Thursday, May 14, 2009

A Trip to the Psych Ward


Follow the link below to an absolutely harrowing account of depression by Daphne Merkin in The New York Times. This essay had me chained to my desk--- I couldn't stop reading. The clock was ticking. I was due in class in seconds, but it didn't matter. This is far better than William Styron's Darkness Visible. This is no gentle poetry of madness; the dull gray film that descends upon your life like falling snow. No. This is brutal. The cocktail of psycho-pharmeceuticals. The shrinks who push shock therapy--- yes, they still do this. Apparently, it isn't as extreme, but once hospitalized, she reported a man obsessively walking up and down the hall saying, my brain is gone.
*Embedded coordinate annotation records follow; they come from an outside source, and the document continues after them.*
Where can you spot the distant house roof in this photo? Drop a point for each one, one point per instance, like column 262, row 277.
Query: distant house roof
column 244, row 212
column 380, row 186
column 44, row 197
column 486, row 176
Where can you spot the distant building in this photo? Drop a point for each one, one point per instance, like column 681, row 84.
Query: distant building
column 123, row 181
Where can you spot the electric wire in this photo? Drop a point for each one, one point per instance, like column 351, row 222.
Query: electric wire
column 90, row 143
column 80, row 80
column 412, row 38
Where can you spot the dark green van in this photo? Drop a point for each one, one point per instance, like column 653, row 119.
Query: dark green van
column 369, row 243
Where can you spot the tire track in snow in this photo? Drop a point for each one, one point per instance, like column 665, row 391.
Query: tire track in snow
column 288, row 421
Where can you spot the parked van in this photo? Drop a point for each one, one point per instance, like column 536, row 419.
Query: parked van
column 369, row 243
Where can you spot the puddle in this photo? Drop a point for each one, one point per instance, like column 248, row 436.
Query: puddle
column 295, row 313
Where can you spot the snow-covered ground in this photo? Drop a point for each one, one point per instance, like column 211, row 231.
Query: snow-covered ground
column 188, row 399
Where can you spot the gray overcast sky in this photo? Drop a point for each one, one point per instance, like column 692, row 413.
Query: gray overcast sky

She had voluntarily checked herself into a nuthouse.

I clearly remember the fall afternoon in 2006 when I asked my best friend to drive me into Manhattan so I could check myself into a nuthouse. St. Vincent's Hospital on 14th street. I walked in and faced the same kind of bland institutional culture that Merkin describes so well in her essay; the green walls, the battered couches, the same insouciance of the staff. Their generic indifference to your insanity. I told the receptionist I needed to see a doctor ASAP. I said, I'm falling apart. The receptionist was like--- whatever. I remember that her nails were tomato red, she was cracking gum, the radio was playing. The staff was in a great mood!

It was a bad day. It had been a bad week, a bad month. However, I've never descended into the hell Merkin writes about. Not that I couldn't. I could. Very easily. But I got to get my ass out of bed every morning. I have bills to pay. And I often have the same voices screaming inside my head--- lacerating, eviscerating. But I run two miles on the treadmill, do crunches, lift weights, fifteen minutes of yoga stretches, ten minutes in the steam room, followed by a hot, stinging shower. I've read studies that depression responds best to exercise, not medication. I think medication makes it worse. I do. Leave my brain chemistry alone.

She survives of course as I did, and wrote this beautifully articulate essay. Above all I applaud her honesty. I know there are many vociferous critcs of her work, but still--- it takes cojones to write like this.